Democratic Gov. Jerry Brown says abortion shouldn’t be his party’s “litmus test”

Impact

Democratic Congressional Campaign Committee chairman Rep. Ben Ray Luján sparked controversy on Tuesday after declaring that the party wouldn’t make holding pro-choice views a “litmus test” for Democratic candidates.

Though many pro-choice Democrats decried Luján’s comments as marginalizing women’s rights, his controversial stance was reinforced on Sunday by the head of one of the country’s most liberal states: Jerry Brown, the Democratic governor of California.

In an interview Sunday on Meet the Press, Brown said that the Democrats’ litmus test should not be abortion or women’s rights, but rather how a candidate treats “the common man.”

“The fact that someone believes today what most people believed 50 years ago should not be the basis for their exclusion,” Brown said, adding, “[The] litmus test should be intelligence, caring about, as Harry Truman or Roosevelt used to call it, the common man.”

“And I’m sorry, but running in San Francisco is not like running in Tulare County or Modoc, California, much less Mobile, Alabama,” Brown added, echoing Luján’s call for candidates that “fit the district” rather than stick to a strict ideological view.

Brown cited the diverse ideologies of the Democratic base to defend his views, telling host Chuck Todd, “In America, we’re not ideological. We’re not like a Marxist party in 1910.”

“If we want to be a governing party of a very diverse — and I say diverse ideologically as well as ethnically — country, well, then you have to have a party that rises above the more particular issues to the generic, the general issue of making America great,” Brown said.

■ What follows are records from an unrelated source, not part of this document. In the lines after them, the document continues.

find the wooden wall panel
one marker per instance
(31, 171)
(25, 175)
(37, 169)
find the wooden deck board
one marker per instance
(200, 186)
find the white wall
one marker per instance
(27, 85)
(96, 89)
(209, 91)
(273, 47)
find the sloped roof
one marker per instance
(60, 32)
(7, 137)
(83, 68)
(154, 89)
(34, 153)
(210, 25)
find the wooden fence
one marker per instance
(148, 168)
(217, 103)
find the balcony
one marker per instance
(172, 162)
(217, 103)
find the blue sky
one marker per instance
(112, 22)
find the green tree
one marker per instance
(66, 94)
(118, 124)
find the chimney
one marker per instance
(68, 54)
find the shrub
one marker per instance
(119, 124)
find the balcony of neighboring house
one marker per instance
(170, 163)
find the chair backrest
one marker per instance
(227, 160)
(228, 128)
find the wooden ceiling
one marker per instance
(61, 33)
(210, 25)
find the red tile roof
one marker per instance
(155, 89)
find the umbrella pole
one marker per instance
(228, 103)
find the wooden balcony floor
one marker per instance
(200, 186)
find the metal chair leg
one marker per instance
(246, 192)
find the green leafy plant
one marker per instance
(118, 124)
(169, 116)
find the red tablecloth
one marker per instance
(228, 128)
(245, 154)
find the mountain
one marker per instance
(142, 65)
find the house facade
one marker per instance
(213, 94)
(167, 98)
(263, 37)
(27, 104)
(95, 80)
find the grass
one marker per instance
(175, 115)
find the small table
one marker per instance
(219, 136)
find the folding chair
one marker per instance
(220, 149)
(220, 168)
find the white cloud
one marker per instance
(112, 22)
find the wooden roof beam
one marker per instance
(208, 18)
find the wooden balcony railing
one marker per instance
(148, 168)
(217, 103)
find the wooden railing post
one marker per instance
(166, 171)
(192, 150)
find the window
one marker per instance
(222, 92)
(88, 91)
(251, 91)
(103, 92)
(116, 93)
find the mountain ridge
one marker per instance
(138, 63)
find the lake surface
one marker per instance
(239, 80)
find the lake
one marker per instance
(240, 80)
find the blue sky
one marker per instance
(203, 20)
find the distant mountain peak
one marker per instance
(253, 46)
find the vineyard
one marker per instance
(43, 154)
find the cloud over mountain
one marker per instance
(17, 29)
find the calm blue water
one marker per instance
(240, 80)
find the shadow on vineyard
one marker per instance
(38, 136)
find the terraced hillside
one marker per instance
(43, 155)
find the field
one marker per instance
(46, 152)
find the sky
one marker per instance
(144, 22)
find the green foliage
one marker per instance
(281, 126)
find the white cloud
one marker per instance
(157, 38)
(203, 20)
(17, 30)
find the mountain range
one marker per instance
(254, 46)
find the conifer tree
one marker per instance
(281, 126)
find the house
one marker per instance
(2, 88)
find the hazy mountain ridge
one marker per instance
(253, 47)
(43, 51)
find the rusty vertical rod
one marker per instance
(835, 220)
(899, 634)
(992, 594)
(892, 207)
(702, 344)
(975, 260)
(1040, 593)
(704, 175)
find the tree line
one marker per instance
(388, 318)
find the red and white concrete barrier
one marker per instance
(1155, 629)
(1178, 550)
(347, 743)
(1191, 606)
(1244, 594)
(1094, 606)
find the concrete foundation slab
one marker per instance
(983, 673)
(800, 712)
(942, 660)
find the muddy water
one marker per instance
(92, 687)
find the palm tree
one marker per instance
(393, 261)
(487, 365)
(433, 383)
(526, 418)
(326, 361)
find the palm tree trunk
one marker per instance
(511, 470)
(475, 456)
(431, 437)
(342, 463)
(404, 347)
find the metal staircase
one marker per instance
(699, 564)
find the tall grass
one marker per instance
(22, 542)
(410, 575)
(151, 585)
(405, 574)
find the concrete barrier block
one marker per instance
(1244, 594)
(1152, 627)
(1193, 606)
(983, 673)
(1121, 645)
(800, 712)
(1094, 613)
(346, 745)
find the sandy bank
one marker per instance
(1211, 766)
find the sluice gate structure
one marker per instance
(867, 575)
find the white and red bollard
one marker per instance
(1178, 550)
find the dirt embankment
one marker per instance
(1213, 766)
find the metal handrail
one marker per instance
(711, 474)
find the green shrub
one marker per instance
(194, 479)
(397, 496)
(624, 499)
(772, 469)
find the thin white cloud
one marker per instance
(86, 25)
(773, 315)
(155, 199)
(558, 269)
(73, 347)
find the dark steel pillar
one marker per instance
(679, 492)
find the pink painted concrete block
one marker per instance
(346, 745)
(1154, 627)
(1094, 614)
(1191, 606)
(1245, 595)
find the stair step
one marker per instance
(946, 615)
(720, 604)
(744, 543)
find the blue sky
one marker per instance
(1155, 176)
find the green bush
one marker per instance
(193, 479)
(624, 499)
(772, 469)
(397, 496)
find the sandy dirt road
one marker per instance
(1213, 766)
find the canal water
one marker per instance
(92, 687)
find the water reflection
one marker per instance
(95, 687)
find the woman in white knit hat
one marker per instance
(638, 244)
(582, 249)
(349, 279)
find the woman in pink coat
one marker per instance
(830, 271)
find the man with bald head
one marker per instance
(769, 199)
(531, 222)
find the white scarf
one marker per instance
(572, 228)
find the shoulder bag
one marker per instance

Brown and Luján’s comments follow a recent trend of Democrats embracing the party’s “big tent” nature at the expense of women’s issues in the wake of the 2016 election. Though the party released their “most progressive” platform yet in 2016, which championed pro-choice rights and called for the abolishment of the Hyde Amendment, party leaders such as Rep. Nancy Pelosi, along with independent Sen. Bernie Sanders, were criticized in April for throwing their support behind an anti-choice mayoral candidate in Nebraska.

Charlie Neibergall/AP

Critics of this “big tent” strategy have pointed to the Democrats’ broad female base — women are more likely to be Democrats than men, and are also more likely to vote — and the fact that access to safe and legal abortion is proven to be economically beneficial. Seventy-five percent of Democrats currently believe abortion should be legal in “all or most cases,” according to the Pew Research Center.

“Supporting laws that give the state the power to compel women to continue pregnancies is misogynist and illiberal,” journalist Jill Filipovic wrote in an op-ed for CNN. “Expecting Democratic politicians to stake out clear ground on abortion rights is not a “purity test” or a difference in opinion on policy or efficacy ... It’s a basic question of human rights: Are women sovereign citizens in our own bodies? If your answer is no, the Democratic Party shouldn’t fund your campaign.”